Regimental Debts Act 1893
- Parliament of the United Kingdom
- Long title: An Act to consolidate and amend the Law relating to the Payment of Regimental Debts, and the Collection and Disposal of the Effects of Officers and Soldiers in case of Death, Desertion, Insanity, and other cases.
- Citation: 56 & 57 Vict. c. 5
- Territorial extent: United Kingdom

Dates
- Royal assent: 29 April 1893
- Commencement: 1 October 1893

Other legislation
- Amends: Regulation of the Forces Act 1881
- Repeals/revokes: Regimental Debts Act 1863
- Amended by: Statute Law Revision Act 1950; Statute Law (Repeals) Act 1973; Statute Law (Repeals) Act 1975; Armed Forces Act 2006;

Status: Amended

Text of statute as originally enacted

Revised text of statute as amended

Text of the Regimental Debts Act 1893 as in force today (including any amendments) within the United Kingdom, from legislation.gov.uk.

= Regimental Debts Act 1893 =

Act of the Parliament of the United Kingdom

The Regimental Debts Act 1893 (56 & 57 Vict. c. 5), also known as the Debts (Deceased Servicemen etc.) Act 1893, (Note: Renamed by section 378(1) of, and schedule 16 to, the Armed Forces Act 2006 (c. 52).) is an act of the Parliament of the United Kingdom that consolidated enactments relating to regimental debts.

== Provisions ==
=== Repealed enactments ===
Section 32 of the act repealed the Regimental Debts Act, 1863 (26 & 27 Vict. c. 57) and section 1 of the Regulation of the Forces Act 1881 (44 & 45 Vict. c. 57).

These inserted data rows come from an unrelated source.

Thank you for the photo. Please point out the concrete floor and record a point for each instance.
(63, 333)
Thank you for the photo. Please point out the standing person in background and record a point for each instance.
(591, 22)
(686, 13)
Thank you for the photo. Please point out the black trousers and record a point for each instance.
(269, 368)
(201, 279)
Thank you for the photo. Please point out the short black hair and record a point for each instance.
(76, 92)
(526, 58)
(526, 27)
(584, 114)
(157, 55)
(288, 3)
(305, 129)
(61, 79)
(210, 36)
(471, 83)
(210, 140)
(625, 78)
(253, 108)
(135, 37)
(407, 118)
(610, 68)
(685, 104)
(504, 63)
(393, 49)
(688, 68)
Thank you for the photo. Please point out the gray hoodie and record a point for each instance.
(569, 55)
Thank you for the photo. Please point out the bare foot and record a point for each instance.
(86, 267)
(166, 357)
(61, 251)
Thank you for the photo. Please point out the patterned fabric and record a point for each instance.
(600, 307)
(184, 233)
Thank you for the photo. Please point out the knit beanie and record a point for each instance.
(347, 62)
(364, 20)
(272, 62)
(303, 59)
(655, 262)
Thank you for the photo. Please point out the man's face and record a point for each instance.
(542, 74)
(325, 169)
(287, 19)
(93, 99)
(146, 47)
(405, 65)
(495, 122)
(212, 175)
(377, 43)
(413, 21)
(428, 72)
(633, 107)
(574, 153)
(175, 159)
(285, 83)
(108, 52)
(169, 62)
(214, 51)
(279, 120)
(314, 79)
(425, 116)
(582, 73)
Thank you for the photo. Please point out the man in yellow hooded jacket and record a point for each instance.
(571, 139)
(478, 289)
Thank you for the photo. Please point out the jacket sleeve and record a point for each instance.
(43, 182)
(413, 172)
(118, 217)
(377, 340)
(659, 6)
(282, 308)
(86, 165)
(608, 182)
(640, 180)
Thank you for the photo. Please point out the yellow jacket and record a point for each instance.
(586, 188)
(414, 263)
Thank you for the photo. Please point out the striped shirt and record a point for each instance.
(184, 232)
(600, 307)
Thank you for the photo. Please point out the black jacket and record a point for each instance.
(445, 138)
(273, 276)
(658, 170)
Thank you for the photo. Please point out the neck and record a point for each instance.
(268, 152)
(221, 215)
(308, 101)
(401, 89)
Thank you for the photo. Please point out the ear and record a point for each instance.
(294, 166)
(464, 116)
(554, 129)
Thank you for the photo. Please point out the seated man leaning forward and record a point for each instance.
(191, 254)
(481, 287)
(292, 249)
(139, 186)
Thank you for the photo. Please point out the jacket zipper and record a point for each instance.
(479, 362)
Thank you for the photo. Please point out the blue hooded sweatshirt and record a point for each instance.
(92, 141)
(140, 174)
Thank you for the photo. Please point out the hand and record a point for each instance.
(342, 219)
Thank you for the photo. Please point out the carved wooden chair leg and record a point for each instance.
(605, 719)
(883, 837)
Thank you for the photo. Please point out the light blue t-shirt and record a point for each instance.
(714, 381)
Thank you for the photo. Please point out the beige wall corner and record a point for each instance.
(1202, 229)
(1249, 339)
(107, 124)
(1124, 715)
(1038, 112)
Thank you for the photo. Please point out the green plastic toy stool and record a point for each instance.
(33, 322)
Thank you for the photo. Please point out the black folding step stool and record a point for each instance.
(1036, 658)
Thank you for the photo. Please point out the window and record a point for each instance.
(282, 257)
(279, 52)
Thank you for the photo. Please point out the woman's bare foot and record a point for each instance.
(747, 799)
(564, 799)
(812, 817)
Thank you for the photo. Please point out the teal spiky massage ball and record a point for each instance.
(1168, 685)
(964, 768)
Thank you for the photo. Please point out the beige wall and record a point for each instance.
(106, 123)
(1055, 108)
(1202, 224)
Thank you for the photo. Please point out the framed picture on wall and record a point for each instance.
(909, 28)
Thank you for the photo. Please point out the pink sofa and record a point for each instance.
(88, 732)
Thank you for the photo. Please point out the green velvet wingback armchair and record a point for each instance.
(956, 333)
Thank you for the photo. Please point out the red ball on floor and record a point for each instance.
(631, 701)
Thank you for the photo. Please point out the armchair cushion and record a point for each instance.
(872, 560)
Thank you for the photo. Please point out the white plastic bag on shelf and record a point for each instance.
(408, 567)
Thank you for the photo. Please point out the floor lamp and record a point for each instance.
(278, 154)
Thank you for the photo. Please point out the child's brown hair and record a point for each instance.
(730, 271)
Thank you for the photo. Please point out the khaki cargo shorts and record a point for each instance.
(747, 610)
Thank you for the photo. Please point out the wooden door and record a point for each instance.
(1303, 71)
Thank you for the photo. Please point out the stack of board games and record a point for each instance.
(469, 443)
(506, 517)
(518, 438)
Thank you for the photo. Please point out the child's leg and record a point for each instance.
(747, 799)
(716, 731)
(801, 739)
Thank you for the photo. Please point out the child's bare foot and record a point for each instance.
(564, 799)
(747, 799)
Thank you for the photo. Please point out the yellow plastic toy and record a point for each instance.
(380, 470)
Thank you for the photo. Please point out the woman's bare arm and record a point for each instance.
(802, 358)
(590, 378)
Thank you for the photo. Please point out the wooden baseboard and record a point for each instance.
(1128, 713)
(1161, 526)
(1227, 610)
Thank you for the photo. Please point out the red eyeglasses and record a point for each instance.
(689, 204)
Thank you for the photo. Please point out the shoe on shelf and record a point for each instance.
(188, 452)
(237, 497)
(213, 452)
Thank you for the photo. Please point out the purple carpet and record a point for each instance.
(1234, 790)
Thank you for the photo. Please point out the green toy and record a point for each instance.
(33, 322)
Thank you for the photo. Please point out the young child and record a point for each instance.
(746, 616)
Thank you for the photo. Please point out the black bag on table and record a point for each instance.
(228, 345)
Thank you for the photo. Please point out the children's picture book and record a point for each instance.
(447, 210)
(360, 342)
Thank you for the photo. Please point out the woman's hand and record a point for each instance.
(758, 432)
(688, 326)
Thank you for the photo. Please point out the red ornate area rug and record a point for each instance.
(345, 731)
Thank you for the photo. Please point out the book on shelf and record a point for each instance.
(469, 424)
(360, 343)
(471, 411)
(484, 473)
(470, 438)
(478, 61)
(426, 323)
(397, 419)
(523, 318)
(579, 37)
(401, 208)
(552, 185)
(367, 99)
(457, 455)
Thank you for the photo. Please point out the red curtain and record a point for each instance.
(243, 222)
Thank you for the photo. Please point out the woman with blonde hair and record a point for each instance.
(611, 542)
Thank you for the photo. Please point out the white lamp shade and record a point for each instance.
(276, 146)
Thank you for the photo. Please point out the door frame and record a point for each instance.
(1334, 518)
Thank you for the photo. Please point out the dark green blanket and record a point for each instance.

== Subsequent developments ==
In section 29 of the act (definitions) the words " although not holding an honorary commission " were repealed by section 1(1) of, and the first schedule to, the Statute Law Revision Act 1950 (14 Geo. 6. c. 6), which came into force on 23 May 1950.

In section 16, the words " or India ", and in section 29, in the definition of " representation ", the words " India or ", wherever occurring, and, in the definition of " official administrator ", the words " means in India the administrator-general of any province, and ", were repealed by section 1(1) of, and part VII of schedule 1 to, the Statute Law (Repeals) Act 1973, which came into force on 18 July 1973.

In section 9(1) of the act, the words " military or other " were repealed by section 1(1) of, and part XIII of the schedule to, the Statute Law (Repeals) Act 1975, which came into force on 13 March 1975.

The act was renamed to the Debts (Deceased Servicemen etc.) Act 1893 by section 378(1) of, and schedule 16 to, the Armed Forces Act 2006 (c. 52).